Président de France Invest, Dominique Gaillard ne peut que se féliciter des performances récentes du private equity, mais aussi de la dette privée et des fonds dédiés au financement des infrastructures. Cela dit, le marché reste très compétitif et les sociétés de gestion n'ont pas le temps de s'endormir. les acteurs du non-coté devraient s'intéresser davantage aux retraits de cote (P2P), et à la structuration de véhicules plus longs afin d'améliorer leur multiple de sortie.

Décideurs. Votre dernière étude d’activité rend compte de la grande forme du private equity. Quels sont les chiffrés clés à retenir pour 2018 ?

Dominique Gaillard. À travers les différentes activités d’investissement dans le non-coté (capital, dette privée, infrastructures), les sociétés de gestion ont levé en 2018 près de 36 milliards d’euros pour le marché français, un montant largement supérieur à 2017 (25 milliards d’euros). Plus de la moitié de cette collecte provient des levées qui alimenteront les entreprises en fonds propres avec 18,7 milliards d’euros.

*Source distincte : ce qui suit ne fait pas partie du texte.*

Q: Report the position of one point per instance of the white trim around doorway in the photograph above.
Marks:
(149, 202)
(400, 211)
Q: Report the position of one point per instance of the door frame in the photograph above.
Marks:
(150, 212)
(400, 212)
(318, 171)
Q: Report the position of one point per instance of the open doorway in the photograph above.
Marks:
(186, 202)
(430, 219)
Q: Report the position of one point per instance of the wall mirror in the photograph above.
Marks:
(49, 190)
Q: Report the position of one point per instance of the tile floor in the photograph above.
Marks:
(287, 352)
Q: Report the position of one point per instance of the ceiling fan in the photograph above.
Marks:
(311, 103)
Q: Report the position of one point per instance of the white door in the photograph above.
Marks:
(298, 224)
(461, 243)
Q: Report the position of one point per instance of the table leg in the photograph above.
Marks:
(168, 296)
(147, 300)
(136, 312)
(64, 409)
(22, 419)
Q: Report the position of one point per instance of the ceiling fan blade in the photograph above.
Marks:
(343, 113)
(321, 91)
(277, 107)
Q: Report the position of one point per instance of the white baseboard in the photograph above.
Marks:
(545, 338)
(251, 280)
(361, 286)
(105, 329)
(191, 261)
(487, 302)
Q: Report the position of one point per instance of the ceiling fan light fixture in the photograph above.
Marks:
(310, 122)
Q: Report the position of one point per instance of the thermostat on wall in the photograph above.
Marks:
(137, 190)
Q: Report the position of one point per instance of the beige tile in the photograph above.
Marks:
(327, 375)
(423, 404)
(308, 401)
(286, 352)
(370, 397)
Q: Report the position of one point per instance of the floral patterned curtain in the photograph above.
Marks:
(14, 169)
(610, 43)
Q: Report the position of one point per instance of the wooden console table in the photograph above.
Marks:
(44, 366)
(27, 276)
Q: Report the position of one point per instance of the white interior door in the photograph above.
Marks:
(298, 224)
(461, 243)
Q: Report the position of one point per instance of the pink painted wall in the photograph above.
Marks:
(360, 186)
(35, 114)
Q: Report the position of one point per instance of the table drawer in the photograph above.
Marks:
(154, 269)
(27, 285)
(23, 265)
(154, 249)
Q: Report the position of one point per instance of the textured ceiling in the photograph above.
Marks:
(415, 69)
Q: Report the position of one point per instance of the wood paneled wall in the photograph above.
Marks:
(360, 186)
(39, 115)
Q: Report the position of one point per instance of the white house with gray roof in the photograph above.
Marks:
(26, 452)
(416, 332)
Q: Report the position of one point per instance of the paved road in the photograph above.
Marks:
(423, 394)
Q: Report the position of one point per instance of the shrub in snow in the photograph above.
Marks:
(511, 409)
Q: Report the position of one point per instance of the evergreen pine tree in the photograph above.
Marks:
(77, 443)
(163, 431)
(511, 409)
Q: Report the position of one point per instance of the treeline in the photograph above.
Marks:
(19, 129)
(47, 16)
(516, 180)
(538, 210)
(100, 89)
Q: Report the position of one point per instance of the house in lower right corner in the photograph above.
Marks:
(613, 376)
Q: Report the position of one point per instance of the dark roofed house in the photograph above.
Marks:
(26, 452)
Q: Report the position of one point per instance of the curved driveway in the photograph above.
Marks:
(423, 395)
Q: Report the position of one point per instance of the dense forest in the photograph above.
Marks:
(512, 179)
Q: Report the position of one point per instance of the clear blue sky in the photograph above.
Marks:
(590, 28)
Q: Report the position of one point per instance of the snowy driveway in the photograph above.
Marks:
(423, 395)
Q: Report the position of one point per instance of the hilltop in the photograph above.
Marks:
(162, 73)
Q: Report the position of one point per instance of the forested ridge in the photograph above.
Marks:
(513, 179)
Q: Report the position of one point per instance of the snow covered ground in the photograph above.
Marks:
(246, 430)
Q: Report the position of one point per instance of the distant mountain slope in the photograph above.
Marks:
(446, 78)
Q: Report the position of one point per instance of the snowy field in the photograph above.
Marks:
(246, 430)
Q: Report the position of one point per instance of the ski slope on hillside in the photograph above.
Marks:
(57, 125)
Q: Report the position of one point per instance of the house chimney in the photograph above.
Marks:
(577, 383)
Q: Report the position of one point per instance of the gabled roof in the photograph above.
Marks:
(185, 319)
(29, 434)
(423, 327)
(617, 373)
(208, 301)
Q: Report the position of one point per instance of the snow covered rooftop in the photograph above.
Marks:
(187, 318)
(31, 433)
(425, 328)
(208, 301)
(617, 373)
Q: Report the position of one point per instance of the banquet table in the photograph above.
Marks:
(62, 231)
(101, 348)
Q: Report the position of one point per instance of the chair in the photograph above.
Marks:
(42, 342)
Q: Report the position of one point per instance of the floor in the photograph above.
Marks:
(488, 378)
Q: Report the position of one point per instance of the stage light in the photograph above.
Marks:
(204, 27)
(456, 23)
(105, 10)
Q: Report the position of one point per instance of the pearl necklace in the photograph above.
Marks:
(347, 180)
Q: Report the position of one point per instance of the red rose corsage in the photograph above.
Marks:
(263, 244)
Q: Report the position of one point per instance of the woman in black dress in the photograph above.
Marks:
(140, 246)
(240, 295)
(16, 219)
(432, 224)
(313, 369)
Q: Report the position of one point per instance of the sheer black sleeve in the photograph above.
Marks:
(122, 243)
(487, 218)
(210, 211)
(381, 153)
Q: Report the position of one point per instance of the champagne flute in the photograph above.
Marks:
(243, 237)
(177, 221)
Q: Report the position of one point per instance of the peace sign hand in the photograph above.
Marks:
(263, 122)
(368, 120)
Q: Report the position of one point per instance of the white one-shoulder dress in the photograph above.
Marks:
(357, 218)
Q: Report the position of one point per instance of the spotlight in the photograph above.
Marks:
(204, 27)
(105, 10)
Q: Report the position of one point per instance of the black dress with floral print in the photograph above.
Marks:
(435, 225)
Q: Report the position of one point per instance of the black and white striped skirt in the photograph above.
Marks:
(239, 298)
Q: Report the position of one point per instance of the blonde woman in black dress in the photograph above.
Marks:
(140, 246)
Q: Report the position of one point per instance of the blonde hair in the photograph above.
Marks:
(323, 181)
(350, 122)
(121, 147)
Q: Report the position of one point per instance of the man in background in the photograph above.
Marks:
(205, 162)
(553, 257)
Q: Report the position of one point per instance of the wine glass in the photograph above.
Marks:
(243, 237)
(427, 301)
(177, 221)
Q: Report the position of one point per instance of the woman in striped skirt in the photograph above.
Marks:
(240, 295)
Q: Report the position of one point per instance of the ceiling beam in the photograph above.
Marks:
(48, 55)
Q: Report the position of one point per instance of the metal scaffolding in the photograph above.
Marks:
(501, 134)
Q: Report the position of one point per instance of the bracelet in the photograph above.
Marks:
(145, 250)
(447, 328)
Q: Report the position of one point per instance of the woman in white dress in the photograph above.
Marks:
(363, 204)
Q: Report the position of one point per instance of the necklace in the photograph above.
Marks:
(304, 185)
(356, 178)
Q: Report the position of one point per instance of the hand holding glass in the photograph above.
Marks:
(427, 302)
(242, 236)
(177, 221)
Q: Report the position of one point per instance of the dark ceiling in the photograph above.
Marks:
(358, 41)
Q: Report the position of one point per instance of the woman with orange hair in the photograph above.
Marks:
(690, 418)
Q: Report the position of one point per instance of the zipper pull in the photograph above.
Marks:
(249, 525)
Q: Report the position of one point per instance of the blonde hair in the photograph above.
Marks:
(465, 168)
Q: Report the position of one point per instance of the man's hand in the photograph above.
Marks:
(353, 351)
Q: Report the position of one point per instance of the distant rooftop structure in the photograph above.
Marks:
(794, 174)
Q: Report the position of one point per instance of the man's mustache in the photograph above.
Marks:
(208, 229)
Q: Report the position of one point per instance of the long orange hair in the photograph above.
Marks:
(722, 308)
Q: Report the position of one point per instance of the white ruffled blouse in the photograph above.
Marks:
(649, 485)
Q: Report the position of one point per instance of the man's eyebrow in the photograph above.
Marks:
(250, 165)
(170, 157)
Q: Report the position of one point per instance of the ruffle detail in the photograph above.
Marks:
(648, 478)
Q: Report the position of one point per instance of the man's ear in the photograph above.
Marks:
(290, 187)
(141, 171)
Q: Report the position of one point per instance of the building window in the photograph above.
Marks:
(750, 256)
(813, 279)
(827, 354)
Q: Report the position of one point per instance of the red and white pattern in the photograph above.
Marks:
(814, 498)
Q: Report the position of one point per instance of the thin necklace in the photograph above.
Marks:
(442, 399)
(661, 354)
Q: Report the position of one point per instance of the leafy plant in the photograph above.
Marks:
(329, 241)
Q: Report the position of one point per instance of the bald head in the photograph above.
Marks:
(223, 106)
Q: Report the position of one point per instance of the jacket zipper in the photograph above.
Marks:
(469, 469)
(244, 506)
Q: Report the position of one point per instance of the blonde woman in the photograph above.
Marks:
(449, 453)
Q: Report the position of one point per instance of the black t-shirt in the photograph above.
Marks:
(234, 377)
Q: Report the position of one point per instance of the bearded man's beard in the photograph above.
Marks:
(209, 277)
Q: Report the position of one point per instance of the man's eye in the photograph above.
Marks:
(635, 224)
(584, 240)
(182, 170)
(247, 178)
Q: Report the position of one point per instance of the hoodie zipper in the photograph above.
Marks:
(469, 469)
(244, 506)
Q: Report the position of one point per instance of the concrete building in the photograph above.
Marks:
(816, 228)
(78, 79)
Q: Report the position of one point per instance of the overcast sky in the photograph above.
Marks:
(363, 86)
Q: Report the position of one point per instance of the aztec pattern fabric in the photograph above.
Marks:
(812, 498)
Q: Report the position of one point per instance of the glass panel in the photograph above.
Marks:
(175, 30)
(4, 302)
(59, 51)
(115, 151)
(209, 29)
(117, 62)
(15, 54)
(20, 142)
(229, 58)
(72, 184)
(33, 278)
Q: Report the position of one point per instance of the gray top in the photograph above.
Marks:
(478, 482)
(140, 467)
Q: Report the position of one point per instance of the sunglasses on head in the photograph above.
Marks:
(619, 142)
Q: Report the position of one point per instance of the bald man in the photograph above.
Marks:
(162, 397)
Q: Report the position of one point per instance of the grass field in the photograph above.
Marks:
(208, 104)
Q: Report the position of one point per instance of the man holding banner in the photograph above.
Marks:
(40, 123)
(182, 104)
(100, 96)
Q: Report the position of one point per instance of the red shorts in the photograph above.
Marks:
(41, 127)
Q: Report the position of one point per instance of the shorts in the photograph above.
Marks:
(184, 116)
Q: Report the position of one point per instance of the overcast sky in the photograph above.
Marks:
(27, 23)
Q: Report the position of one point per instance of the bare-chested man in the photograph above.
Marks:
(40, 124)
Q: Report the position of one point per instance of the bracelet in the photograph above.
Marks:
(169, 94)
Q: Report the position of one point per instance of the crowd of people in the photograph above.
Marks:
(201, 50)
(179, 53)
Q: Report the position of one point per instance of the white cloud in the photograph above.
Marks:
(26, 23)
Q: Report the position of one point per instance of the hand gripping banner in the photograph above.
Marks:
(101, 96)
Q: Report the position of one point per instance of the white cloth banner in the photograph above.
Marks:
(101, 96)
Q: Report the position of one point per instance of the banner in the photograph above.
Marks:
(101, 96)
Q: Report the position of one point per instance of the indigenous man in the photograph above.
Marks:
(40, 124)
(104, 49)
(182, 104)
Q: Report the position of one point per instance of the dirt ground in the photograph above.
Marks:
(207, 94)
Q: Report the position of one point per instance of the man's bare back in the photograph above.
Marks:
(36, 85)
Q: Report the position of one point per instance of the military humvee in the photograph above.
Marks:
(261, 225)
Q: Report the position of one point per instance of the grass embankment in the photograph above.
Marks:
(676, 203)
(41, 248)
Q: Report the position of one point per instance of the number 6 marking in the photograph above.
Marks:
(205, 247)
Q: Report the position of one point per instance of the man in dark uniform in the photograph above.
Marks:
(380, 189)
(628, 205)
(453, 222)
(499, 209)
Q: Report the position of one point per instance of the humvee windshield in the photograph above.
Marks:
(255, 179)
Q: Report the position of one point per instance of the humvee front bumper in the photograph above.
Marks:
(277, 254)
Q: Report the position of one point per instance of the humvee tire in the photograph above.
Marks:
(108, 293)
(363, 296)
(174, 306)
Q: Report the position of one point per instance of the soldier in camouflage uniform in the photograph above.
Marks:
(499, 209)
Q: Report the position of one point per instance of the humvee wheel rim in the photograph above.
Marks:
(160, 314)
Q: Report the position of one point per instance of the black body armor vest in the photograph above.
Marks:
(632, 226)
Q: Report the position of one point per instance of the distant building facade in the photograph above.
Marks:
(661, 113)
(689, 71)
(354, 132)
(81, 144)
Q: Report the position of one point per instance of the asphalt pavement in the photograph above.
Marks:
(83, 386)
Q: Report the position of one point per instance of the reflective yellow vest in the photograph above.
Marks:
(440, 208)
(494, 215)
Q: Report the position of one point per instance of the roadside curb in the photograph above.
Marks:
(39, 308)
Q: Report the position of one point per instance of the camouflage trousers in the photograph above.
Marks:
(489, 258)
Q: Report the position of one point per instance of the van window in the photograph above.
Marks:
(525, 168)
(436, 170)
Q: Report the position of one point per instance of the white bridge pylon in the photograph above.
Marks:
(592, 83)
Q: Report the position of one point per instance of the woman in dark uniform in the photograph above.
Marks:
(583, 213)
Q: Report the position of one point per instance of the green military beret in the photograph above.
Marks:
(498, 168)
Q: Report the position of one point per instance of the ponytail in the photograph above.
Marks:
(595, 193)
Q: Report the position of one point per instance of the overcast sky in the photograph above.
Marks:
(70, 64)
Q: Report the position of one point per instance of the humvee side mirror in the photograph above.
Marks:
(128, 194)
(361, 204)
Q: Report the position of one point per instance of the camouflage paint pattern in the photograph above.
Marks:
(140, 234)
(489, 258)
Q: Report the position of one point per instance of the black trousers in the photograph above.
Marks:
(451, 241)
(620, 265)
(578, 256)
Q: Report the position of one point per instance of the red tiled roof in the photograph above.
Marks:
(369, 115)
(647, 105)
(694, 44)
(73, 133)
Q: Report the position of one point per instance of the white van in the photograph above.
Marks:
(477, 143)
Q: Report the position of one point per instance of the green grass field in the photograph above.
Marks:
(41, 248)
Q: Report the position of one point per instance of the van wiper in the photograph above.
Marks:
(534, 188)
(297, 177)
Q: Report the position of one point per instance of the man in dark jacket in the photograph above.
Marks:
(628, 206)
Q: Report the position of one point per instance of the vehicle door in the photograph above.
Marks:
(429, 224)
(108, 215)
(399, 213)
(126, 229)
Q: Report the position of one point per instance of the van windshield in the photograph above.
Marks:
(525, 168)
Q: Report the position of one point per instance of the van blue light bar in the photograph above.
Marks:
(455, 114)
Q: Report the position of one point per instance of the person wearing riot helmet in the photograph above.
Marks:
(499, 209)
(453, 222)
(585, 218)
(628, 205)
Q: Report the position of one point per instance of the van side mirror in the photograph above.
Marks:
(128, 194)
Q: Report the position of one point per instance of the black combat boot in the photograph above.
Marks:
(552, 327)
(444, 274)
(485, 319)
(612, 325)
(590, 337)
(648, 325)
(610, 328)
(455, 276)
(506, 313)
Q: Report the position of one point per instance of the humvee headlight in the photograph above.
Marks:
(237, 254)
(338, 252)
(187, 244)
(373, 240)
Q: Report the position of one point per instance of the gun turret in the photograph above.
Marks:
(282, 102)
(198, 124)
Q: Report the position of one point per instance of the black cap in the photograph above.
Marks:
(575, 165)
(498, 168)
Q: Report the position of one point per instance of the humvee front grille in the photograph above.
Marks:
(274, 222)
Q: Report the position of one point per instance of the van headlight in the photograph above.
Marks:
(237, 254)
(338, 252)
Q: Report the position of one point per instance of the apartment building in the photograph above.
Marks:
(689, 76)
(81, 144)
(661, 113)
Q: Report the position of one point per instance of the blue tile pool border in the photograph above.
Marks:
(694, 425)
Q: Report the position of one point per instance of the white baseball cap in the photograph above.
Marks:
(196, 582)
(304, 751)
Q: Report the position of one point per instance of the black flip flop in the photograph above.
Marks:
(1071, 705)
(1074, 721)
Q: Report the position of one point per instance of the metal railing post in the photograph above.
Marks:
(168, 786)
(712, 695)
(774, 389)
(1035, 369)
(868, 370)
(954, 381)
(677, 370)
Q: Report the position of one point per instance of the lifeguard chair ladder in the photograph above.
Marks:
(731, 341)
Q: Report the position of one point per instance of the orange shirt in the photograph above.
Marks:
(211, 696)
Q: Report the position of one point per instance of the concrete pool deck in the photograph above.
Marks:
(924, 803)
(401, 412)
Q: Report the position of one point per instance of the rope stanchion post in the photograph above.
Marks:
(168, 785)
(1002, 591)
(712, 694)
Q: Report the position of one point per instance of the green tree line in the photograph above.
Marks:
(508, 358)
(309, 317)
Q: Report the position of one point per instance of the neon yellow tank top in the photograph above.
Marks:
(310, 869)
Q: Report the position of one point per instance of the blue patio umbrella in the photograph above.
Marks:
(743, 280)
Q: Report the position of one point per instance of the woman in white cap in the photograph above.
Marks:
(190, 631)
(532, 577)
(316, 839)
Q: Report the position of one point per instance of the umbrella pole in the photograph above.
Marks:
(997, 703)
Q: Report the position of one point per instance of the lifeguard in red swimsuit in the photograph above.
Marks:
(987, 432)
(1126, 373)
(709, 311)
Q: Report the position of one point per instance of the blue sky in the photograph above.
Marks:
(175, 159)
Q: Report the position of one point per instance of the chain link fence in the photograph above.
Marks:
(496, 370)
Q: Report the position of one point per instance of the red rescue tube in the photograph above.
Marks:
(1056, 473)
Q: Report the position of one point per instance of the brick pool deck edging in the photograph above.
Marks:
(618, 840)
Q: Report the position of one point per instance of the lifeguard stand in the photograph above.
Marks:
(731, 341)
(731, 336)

Concernant la dette privée précisément, peut-on dire que les banques sont de retour sur le financement des LBOs notamment ?

Les banques traditionnelles s’étaient complètement retirées du marché du financement des opérations de capital-transmission après la crise de 2007. C’est ce qui a permis à de nombreux fonds de dette privée de faire leur apparition. Ces nouveaux acteurs ont vite obtenu de bons résultats et depuis quelques mois, ils parviennent à lever des véhicules de plus en plus gros. Avec le retour des banques ces dernières années, le marché de la dette est devenu extrêmement compétitif.

En 2018, 2/3 des opérations ont nécessité l’intervention d’un investisseur en capital. 1/3 ont été réalisées sans la présence d’un fonds, ce qui souligne aussi que la dette privée devient une source de financement à part entière.

La dette privée devient une source de financement à part entière

Par ailleurs, la dette privée bénéficie de l’appétit des assureurs parce qu’elle est moins risquée que le capital bien sûr, mais aussi qu’elle autorise un yield annuel vers l’investisseur. De facto, les compagnies d’assurances peuvent avoir du rendement dans leur gestion active/passive.

Même raisonnement pour les fonds d’infrastructures ?

Le succès des collectes « infra » s’explique aussi par le risque modéré et le rendement régulier de ce produit. Sur la partie fundraising, c’est l’infrastructure qui a connu le plus d’engouement cette année (14,6 milliards d’euros levés en 2018 contre 7 milliards en 2017). Bien sûr, il y a un effet de cycle avec de très grosses équipes qui se sont retrouvées sur la route au même moment. Sur les 12 milliards d’euros de capital « infra » collectés, trois sociétés de gestion représentent plus de 90 % de la levée. La réussite de ces super-fonds révèlent naturellement l’intérêt des institutionnels pour cette classe d’actifs.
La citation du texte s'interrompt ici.